September 2006
Don't bite at phishers' e-mail bait
Cyberscammers are constantly innovating. Be alert to the latest rip-off schemes
It starts with an e-mail containing the bait--an ominous note such as this one that made the rounds in June:
"We recently noticed one or more attempts to log in to your EvergreenBank account from a foreign IP address. If you recently accessed your account while traveling, the unusual log-in attempts may have been initiated by you.
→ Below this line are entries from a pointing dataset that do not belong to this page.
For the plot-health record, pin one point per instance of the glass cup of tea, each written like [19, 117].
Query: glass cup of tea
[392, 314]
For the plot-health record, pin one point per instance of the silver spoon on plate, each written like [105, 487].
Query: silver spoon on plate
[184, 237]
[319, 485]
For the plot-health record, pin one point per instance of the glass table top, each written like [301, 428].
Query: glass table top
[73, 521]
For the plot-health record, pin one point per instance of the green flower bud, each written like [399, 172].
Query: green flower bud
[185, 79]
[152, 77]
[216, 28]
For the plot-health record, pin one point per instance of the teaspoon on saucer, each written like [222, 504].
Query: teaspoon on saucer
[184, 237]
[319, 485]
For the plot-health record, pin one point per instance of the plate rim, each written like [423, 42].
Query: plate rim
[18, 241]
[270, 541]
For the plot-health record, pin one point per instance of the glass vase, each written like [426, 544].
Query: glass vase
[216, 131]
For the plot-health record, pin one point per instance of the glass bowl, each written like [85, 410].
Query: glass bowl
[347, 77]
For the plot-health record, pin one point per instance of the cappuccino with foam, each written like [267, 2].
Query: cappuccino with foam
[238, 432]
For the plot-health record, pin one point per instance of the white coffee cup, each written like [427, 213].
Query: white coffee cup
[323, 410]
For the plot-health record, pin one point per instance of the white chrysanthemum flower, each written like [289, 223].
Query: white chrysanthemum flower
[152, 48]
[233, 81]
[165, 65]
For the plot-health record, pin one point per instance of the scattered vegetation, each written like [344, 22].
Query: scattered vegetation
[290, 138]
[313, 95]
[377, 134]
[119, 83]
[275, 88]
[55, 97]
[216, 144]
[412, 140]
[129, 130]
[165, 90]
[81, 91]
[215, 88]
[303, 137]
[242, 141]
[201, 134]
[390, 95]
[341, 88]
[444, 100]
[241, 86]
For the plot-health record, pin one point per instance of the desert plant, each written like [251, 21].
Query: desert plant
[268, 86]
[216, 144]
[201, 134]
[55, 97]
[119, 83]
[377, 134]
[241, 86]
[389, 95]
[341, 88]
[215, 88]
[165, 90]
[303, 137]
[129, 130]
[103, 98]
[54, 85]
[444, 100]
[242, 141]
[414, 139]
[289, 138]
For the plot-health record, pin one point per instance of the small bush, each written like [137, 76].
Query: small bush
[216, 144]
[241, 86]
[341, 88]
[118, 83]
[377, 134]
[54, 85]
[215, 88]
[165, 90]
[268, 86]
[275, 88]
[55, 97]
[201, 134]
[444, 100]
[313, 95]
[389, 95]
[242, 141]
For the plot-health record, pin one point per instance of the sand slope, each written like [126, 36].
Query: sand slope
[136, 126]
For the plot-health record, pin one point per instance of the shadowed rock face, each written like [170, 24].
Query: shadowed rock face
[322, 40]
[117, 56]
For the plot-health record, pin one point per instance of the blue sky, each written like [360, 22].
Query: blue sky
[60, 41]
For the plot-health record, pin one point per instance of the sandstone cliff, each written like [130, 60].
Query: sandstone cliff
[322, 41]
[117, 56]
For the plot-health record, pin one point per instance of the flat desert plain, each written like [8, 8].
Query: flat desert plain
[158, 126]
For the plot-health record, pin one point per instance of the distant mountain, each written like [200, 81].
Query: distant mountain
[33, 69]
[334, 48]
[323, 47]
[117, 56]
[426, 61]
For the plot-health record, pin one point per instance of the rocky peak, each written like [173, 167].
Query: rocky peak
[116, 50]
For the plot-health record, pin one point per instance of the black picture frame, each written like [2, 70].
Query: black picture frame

However, if you did not initiate the log-ins, please visit EvergreenBank as soon as possible to verify your identity."
Concerned recipients, unable to resist the lure, were instructed to click on a link, which took them to a bogus Web page that appeared to be the Evergreen Bank site. A form on the page requested Social Security and charge-card numbers. With that information, the phishers had what they needed to take out loans or open up credit accounts in the victim's name.
Common targets
Most phishing attacks the financial-services industry, but auction sites like eBay, telephone companies, Internet service providers, and Internet retailers--any online locations where people provide information useful to identity thieves--are also frequently spoofed. Enterprising phishers have even used the government as their cover. Consider, for example, this recent scam e-mail: "In cooperation with the Department Of Homeland Security, Federal, State and Local Governments your account has been denied insurance from the Federal Deposit Insurance Corporation due to suspected violations of the Patriot Act."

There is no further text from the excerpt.